A Washington State University study revealed people with obsessive-compulsive disorder experienced  a reduction in symptom severity within hours of smoking cannabis.

The researchers analyzed data from people who self-identified as having OCD, a condition characterized by persistent thoughts and repetitive behavior. After smoking cannabis, users with OCD experienced a 60% reduction in compulsions and a 52% reduction in anxiety.

According to the Anxiety and Depression Association Of America, OCD affects 1% of the U.S. population. It is equally common among genders and about one-third of affected adults first experienced symptoms during childhood.

The study, recently published in the Journal of Affective Disorders, found higher doses and cannabis with greater concentrations of CBD were associated with bigger reductions in compulsions.

“The results overall indicate that cannabis may have some beneficial short-term but not really long-term effects on obsessive-compulsive disorder,” said Carrie Cuttler, the study’s corresponding author.

“To me, the CBD findings are really promising because it is not intoxicating. This is an area of research that would really benefit from clinical trials looking at changes in compulsions, intrusions and anxiety with pure CBD.”

The WSU study drew from data of more than 1,800 cannabis sessions that 87 individuals logged in 31 months.
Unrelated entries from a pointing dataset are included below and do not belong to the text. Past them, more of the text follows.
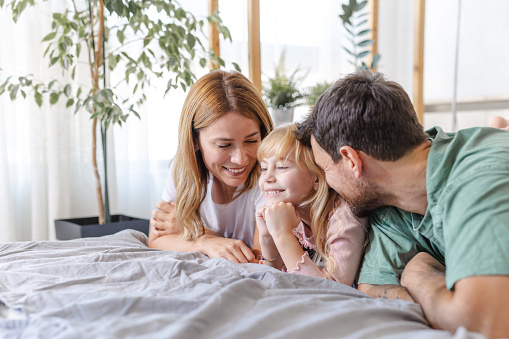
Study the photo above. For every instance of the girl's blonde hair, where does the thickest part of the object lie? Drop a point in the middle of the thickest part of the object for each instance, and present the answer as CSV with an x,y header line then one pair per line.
x,y
281,143
211,97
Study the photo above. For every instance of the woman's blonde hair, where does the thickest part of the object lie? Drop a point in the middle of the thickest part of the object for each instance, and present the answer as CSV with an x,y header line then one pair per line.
x,y
211,97
281,143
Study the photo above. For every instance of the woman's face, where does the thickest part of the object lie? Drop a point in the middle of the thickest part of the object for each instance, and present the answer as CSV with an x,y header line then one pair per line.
x,y
228,147
285,181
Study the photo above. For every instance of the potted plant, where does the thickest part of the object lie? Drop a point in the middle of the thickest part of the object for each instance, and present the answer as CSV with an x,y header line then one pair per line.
x,y
100,34
281,92
315,91
354,21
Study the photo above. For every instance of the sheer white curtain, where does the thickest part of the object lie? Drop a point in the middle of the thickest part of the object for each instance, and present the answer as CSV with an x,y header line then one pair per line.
x,y
45,166
45,153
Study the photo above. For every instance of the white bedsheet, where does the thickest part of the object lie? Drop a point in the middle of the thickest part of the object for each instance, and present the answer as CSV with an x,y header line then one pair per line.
x,y
117,287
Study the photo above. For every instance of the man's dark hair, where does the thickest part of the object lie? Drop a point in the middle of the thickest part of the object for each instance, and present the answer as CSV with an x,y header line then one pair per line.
x,y
366,112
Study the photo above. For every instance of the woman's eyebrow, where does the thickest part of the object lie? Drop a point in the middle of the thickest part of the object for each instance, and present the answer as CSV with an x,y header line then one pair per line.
x,y
230,139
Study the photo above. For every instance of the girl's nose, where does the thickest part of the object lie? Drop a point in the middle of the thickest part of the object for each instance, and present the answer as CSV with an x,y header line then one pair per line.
x,y
269,175
239,156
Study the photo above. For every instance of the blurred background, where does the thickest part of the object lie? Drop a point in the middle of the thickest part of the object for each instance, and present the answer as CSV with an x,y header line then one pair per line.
x,y
45,167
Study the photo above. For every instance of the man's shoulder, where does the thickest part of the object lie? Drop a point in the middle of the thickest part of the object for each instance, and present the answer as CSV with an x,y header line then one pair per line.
x,y
386,215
As people continued the study, users developed a small tolerance to cannabis, but reductions in compulsions and anxiety remained fairly consistent.

Traditional treatments for OCD include exposure and response prevention therapy where people’s irrational thoughts around their behaviors are directly challenged. Other mainstream treatments include antidepressants.

 While these treatments have positive effects for many patients, they do not cure OCD nor do they work well for every person.

“We’re trying to build knowledge about the relationship of cannabis use and OCD because it’s an area that is really understudied,” said Dakota Mauzay, a doctoral student in Cuttler’s lab and co-author of the paper.

Researchers are just beginning to understand uses for cannabis. Harvard Medical School reported cannabis is commonly used for pain control in the United States. While marijuana isn’t strong enough for severe pain, it is quite effective for chronic and lingering pain, especially for aging individuals. Marijuana is a muscle relaxant, and users say it has the ability to lessen tremors in Parkinson’s disease.

In states where medical marijuana has been approved for use, it is authorized for dozens of ailments, including agitation in Alzheimer’s disease, Crohn’s disease and glaucoma.